The scenario was pretty basic. We were making a task tracking system as part of a single page angular app. The UI looked something like this amazing rendition:
Tasks are ordered by date due, ascending. Not all tasks will appear at once, but clicking load more tasks will load another 10 tasks until there are no more. Hitting the add task brings up a dialog where a task is added. This is where our eventual consistency problem lies. Once that task is added, it should of course show up in the list. If it had a due date of say 11/15, then it wouldn’t show up on this screen, but the user would expect it to show up if the load more tasks button was pushed.

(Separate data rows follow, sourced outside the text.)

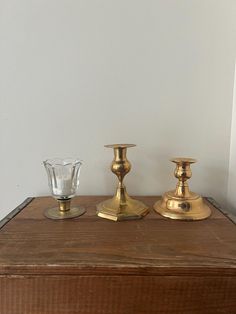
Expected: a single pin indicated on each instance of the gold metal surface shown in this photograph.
(182, 203)
(121, 206)
(64, 210)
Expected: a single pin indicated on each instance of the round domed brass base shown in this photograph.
(55, 213)
(188, 208)
(113, 210)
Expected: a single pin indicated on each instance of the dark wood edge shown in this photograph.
(230, 216)
(15, 211)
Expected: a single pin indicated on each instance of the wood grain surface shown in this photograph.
(92, 265)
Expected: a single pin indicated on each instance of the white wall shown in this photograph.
(75, 75)
(231, 197)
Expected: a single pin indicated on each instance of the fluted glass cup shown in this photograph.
(63, 181)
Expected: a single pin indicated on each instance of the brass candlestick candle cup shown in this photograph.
(121, 206)
(181, 203)
(63, 180)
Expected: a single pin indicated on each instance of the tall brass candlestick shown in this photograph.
(182, 203)
(121, 206)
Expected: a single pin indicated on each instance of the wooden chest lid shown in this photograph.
(89, 245)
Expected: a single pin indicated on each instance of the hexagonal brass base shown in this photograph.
(55, 213)
(188, 208)
(113, 210)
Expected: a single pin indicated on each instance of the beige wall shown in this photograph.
(75, 75)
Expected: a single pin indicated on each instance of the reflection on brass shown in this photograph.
(182, 204)
(121, 206)
(64, 210)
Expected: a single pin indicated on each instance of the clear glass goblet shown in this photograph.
(63, 181)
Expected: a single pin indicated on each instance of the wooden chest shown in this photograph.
(91, 265)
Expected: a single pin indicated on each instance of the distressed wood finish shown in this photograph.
(95, 266)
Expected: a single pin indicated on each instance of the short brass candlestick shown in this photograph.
(181, 203)
(121, 206)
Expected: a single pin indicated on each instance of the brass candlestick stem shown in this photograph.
(121, 206)
(182, 203)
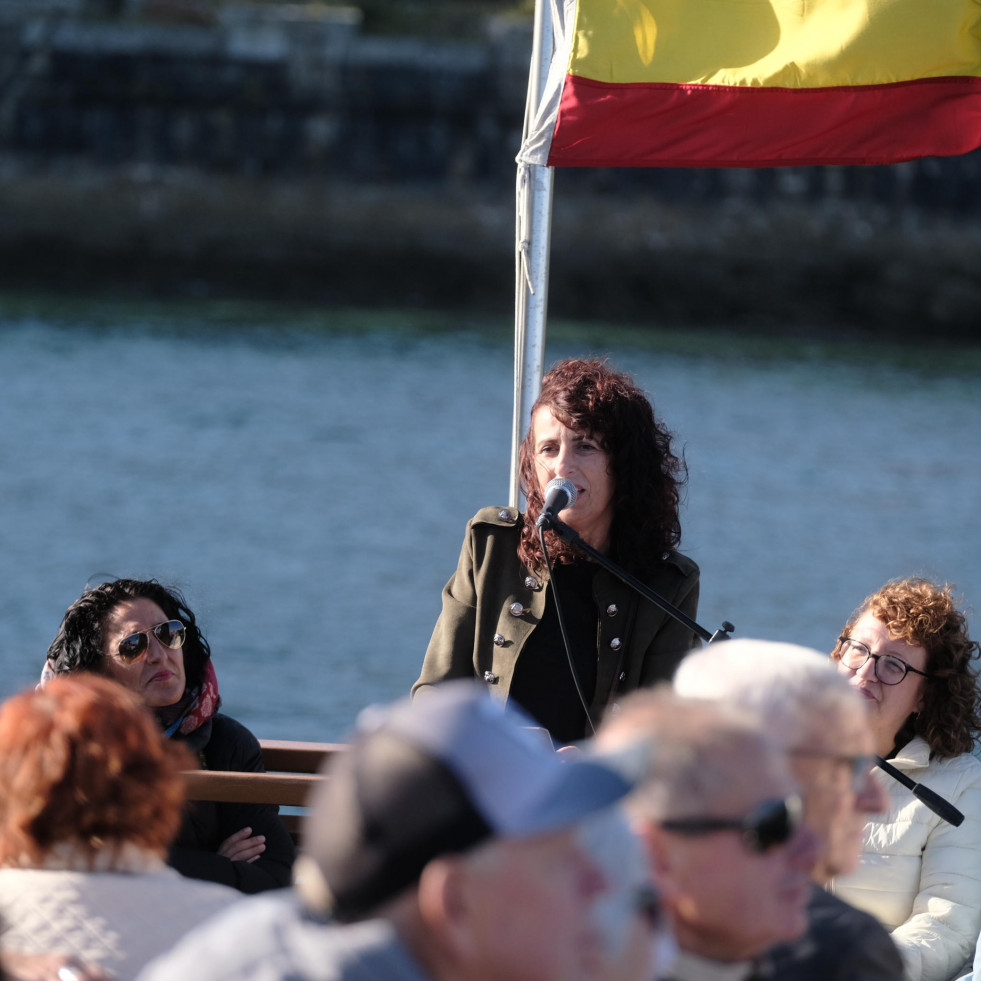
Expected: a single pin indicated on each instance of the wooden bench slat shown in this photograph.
(293, 770)
(288, 789)
(294, 756)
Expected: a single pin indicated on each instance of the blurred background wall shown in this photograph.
(332, 154)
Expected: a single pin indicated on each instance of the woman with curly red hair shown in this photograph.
(908, 653)
(90, 799)
(500, 620)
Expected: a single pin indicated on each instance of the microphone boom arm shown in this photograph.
(573, 538)
(931, 798)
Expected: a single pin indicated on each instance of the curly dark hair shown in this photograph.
(923, 614)
(80, 643)
(590, 397)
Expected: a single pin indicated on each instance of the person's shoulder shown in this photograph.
(497, 517)
(681, 562)
(674, 565)
(229, 738)
(830, 914)
(246, 940)
(965, 769)
(225, 725)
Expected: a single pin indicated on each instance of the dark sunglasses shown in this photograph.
(647, 905)
(770, 824)
(170, 634)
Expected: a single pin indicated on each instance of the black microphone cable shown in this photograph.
(565, 635)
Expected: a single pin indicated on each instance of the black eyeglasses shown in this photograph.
(770, 824)
(889, 669)
(170, 634)
(859, 767)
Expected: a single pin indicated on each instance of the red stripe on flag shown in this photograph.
(645, 124)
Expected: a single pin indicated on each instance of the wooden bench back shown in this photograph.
(292, 772)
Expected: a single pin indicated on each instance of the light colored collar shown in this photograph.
(691, 967)
(915, 754)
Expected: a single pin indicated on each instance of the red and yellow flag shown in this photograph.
(751, 83)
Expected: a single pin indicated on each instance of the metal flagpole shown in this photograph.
(533, 230)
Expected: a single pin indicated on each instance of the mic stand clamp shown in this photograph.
(572, 537)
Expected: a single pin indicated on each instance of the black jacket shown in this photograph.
(224, 744)
(841, 942)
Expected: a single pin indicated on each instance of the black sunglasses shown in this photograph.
(771, 823)
(170, 634)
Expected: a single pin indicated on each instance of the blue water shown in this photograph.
(308, 490)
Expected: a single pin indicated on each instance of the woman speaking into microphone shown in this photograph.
(510, 607)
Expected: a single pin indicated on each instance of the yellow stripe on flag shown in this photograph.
(783, 43)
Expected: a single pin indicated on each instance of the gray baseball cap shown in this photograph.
(437, 775)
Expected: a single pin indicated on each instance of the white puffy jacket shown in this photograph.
(920, 875)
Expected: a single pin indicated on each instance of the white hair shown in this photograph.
(791, 687)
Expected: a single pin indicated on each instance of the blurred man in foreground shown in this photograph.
(820, 721)
(719, 813)
(443, 845)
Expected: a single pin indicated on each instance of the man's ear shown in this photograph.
(445, 909)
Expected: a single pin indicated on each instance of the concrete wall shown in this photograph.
(282, 93)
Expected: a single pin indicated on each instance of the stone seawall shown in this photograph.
(291, 156)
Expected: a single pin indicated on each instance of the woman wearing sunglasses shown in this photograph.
(144, 636)
(907, 651)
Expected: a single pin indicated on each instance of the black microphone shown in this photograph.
(942, 808)
(560, 493)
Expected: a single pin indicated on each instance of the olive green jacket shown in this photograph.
(492, 604)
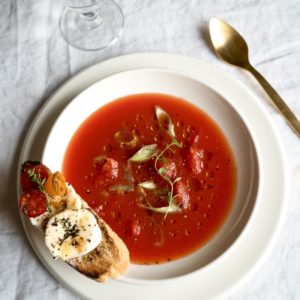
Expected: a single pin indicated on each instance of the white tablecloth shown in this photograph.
(35, 61)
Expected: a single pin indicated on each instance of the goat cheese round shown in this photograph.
(72, 233)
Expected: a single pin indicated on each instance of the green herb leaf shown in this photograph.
(164, 121)
(37, 179)
(121, 188)
(148, 185)
(172, 208)
(145, 153)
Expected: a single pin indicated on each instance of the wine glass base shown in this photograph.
(95, 33)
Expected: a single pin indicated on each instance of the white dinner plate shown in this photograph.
(240, 262)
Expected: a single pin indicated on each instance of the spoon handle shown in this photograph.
(277, 100)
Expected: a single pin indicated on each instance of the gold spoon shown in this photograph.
(232, 48)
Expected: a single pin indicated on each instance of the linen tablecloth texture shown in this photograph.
(35, 61)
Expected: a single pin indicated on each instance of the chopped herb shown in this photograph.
(148, 185)
(164, 121)
(70, 230)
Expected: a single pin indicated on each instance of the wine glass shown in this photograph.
(91, 24)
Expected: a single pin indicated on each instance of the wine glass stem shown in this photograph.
(92, 18)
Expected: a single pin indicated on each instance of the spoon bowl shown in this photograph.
(232, 48)
(228, 43)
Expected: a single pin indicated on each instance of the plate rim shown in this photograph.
(156, 60)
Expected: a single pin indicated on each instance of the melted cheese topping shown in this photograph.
(72, 233)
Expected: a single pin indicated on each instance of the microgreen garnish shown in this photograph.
(164, 121)
(148, 185)
(37, 179)
(162, 171)
(145, 153)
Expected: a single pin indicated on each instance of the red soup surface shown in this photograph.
(158, 170)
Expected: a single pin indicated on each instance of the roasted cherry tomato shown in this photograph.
(33, 203)
(33, 174)
(169, 166)
(56, 184)
(110, 168)
(182, 195)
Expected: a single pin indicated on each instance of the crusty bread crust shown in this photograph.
(109, 259)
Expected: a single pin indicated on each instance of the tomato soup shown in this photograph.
(158, 170)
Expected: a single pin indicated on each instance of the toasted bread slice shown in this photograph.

We have eventual consistency though. What that means is if the user adds the task, and then immediately pushes that ‘load more tasks’ button, the task may not yet be in the index, so it may not show up, even if it theoretically should.
So, the solution is easy right? Just append the task to the list from the client.
The problem is, where does it belong in the list? It might come in on the next click of the button, or it might not come in for three more clicks, depending on how many tasks are between 10/26 and 11/15. For all of the new loads until the task is either returned from the server, or added to the list from the client, we have to track on the client whether the task is in the list, and whether it SHOULD be in the list. Then we have to make the client side determination whether to add it.
This is a lot of business logic! I sent this one back to my designer to think about.
Many document database advocates downplay eventual consistency by saying things like ‘Of course your search results can be stale!’. You know what, that’s right, my search results CAN be stale, no big deal. However when I have a paged ordered list like this, staleness is a killer.